After hearing from local advocates about the lack of adequate community-based placement capacity within DCYF for foster children with mental health needs, and the ongoing harm caused by the inappropriate housing of some children – mostly girls – in psychiatric facilities for lengthy periods of time, the ACLU of RI reached out to Children’s Rights to lend its support to the organization’s ongoing efforts to ensure meaningful compliance with the 2018 settlement agreement.

Children’s Rights advised ACLU of RI cooperating attorney Lynette Labinger that it had identified major areas of state noncompliance with the settlement agreement and welcomed the ACLU’s participation in the efforts to secure meaningful compliance without further delay.

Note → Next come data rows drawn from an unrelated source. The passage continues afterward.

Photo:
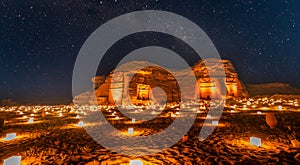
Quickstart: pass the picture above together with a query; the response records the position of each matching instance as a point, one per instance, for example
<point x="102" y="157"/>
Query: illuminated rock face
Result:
<point x="210" y="85"/>
<point x="139" y="87"/>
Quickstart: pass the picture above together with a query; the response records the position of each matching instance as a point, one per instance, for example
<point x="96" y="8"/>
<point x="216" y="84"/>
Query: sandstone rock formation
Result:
<point x="138" y="85"/>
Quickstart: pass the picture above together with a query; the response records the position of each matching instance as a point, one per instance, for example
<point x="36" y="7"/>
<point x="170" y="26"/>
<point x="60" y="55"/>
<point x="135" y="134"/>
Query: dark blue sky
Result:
<point x="39" y="41"/>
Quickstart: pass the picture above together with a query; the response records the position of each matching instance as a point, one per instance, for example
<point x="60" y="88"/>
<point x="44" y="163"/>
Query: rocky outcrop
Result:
<point x="138" y="85"/>
<point x="272" y="89"/>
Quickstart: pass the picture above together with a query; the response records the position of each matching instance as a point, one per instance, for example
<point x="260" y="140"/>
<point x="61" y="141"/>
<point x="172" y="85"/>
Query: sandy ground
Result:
<point x="57" y="140"/>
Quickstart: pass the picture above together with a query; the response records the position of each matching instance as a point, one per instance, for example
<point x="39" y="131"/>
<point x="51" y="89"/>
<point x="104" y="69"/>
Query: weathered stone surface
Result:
<point x="139" y="86"/>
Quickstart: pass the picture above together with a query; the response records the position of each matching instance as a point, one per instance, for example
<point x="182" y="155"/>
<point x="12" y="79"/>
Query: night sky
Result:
<point x="39" y="41"/>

Labinger said today: “I have entered my appearance today as cooperating counsel for the ACLU of RI in this case to join Children’s Rights in securing compliance with the settlement agreement and, if necessary, to seek court enforcement in the event that the parties’ out-of-court discussions do not achieve timely compliance with important areas of the agreement.”

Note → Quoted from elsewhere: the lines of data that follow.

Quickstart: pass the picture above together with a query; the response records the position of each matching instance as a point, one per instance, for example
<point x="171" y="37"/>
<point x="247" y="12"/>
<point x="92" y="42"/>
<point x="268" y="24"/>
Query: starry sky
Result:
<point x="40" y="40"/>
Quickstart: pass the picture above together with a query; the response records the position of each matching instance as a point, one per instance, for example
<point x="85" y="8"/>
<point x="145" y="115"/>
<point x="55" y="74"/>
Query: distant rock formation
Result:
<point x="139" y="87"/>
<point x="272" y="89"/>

Samantha Bartosz, deputy litigation director at Children’s Rights, added: “We’re most pleased to be joined by the ACLU of RI as we continue to hold DCYF accountable for its court-enforceable promise of vital systemic reforms. We remain particularly concerned by the shortage of community-based foster homes and related services in Rhode Island to meet the well-known needs of kids with significant mental health needs. These kids badly need and deserve the right care.”